Normalmente, son los candidatos más difíciles, en otras razones porque inicialmente nos ven con superioridad y no reconocen su situación. Todo esto se agrava, si como resulta posible, obtienen rápidamente pistas profesionales de interés. Tienden a construir un mensaje no ajustado a la realidad sobre las circunstancias que les han llevado a esta situación. Le es fácil iniciar la labor de búsqueda ya que han hecho en el pasado favores a mucha gente pero sólo reciben "palmaditas en la espalda". 

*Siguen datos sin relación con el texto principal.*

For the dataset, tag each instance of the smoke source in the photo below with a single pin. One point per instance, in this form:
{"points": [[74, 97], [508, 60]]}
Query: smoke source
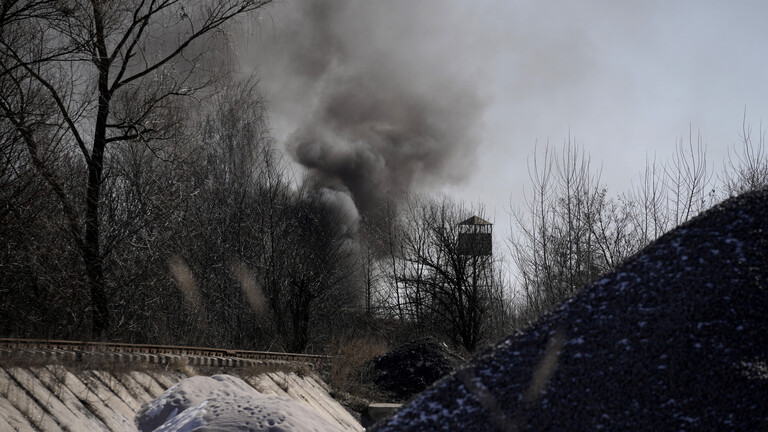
{"points": [[366, 98]]}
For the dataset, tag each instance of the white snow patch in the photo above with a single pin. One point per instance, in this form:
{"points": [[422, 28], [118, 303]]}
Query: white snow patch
{"points": [[226, 403]]}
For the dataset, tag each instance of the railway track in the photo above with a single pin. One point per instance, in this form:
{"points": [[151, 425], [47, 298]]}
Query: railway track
{"points": [[161, 354]]}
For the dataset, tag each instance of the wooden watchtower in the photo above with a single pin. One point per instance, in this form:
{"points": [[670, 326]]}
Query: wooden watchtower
{"points": [[475, 237]]}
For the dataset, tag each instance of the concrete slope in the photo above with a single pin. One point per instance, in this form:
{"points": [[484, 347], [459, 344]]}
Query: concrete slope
{"points": [[59, 398]]}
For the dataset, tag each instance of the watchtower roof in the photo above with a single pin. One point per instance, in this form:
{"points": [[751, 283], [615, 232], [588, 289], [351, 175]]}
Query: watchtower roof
{"points": [[474, 220]]}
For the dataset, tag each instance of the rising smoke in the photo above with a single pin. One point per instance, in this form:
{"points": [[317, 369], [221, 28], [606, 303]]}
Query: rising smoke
{"points": [[366, 99]]}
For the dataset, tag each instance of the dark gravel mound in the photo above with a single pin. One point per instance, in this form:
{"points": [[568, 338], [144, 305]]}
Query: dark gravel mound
{"points": [[411, 368], [676, 339]]}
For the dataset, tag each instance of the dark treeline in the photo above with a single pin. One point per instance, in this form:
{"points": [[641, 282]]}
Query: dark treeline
{"points": [[143, 199]]}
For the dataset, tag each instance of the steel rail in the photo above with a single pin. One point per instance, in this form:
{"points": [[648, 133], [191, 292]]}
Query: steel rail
{"points": [[120, 347]]}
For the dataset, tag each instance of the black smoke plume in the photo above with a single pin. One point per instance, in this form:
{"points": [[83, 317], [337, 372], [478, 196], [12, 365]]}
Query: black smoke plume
{"points": [[368, 98]]}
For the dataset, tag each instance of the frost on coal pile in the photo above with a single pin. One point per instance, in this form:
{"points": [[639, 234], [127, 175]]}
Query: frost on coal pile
{"points": [[225, 403]]}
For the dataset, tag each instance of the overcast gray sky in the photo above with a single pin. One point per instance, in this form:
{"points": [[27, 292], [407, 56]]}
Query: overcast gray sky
{"points": [[626, 79]]}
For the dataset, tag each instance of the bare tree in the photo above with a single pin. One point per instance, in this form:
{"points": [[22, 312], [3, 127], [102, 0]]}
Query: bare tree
{"points": [[746, 168], [444, 288], [113, 72]]}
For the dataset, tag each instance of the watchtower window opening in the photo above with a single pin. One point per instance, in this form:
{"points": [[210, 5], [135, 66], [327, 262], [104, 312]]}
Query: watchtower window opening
{"points": [[475, 237]]}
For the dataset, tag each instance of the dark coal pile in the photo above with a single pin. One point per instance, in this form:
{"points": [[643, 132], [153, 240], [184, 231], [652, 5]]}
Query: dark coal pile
{"points": [[411, 368], [675, 339]]}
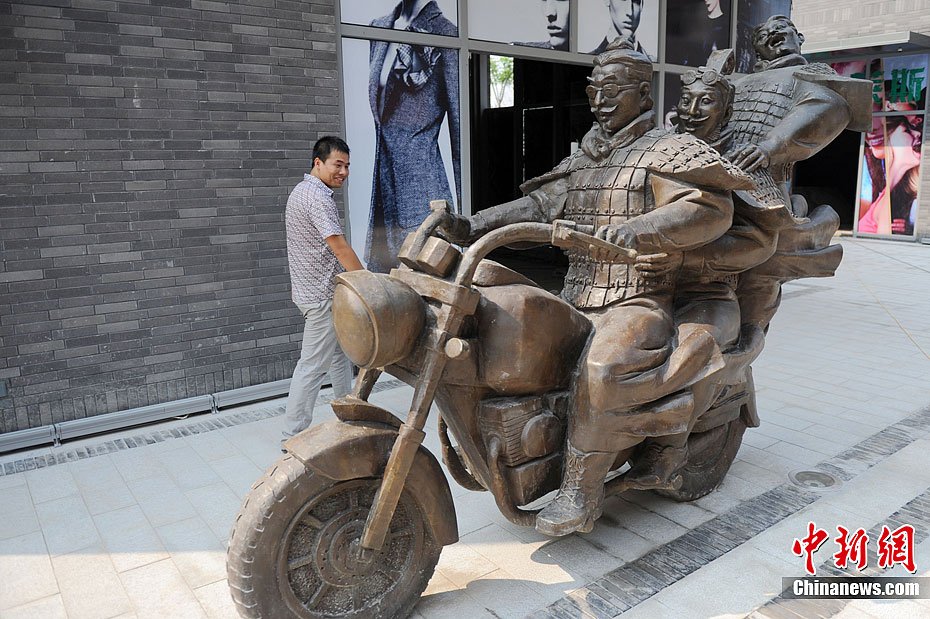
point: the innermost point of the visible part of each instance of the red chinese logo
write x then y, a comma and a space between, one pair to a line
809, 545
897, 547
894, 547
851, 549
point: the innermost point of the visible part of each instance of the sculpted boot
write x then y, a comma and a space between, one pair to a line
656, 467
578, 503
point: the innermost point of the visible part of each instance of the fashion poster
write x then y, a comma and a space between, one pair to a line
694, 29
601, 21
890, 176
904, 83
402, 125
749, 14
534, 23
670, 103
398, 15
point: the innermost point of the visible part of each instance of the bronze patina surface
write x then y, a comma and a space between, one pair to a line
678, 243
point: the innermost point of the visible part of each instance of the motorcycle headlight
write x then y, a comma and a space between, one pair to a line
377, 319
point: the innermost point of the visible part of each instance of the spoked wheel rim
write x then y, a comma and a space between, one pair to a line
319, 572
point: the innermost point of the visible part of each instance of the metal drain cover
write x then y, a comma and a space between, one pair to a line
814, 480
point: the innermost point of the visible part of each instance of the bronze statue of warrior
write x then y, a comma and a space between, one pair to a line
784, 112
661, 194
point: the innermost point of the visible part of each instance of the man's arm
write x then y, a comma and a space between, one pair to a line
344, 252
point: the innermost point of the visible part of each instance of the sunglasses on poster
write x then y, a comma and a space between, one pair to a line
609, 90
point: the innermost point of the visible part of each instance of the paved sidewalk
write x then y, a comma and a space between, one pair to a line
134, 524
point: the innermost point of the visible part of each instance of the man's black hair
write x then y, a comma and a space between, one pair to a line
327, 145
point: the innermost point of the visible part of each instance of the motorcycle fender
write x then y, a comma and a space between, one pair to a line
343, 451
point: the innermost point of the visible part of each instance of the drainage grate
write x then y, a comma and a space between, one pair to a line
814, 480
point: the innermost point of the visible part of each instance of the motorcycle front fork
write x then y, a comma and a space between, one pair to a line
409, 438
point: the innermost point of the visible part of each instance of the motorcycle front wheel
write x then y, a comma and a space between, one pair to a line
710, 455
291, 551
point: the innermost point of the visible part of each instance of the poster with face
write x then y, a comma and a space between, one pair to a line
904, 83
534, 23
403, 133
670, 102
432, 16
749, 14
891, 175
601, 21
695, 28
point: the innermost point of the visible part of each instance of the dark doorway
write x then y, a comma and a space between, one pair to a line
831, 177
549, 116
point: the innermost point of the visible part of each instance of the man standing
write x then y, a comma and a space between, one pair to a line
317, 251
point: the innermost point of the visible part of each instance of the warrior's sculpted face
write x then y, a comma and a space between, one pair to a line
702, 109
615, 101
777, 38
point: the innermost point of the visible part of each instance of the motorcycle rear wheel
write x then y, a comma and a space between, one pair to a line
710, 455
291, 549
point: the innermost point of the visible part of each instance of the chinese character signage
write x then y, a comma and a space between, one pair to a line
891, 152
892, 548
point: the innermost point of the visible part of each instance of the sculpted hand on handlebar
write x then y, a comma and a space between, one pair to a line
646, 190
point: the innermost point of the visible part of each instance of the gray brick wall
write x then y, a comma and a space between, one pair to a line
823, 21
147, 148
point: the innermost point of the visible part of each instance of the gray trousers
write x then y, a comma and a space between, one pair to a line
319, 354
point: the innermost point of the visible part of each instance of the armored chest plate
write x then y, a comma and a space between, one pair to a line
602, 193
761, 102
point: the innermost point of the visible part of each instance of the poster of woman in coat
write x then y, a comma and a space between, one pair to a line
402, 124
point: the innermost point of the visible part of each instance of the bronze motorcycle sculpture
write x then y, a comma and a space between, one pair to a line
351, 522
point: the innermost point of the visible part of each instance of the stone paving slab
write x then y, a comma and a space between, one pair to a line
842, 387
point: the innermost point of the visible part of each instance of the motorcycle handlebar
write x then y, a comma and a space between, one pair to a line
561, 233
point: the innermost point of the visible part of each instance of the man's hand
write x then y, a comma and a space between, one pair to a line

El directivo como coach o mentor

Fuente Pau Hortal
El proceso de dirección implica entrenar a los subordinados. Lamentablemente, esta práctica no se da por los siguientes motivos:

El directivo posee como principal objetivo conseguir unos buenos resultados y evaluar periódicamente su logro. Esta labor principal le roba tiempo para desempeñar la actividad de entrenar a sus subordinados.
El directivo debe aprender a desarrollar unas actitudes técnicas concretas para desempeñar las tareas de entrenamiento. Este aprendizaje implica más tiempo y esfuerzo para el directivo.
El directivo debe poner en práctica una relación con sus subordinados distinta a la jerarquía. Esta es probablemente la razón última de su frecuente omisión. Evaluar implica juzgar; entrenar implica ayudar a mejorar.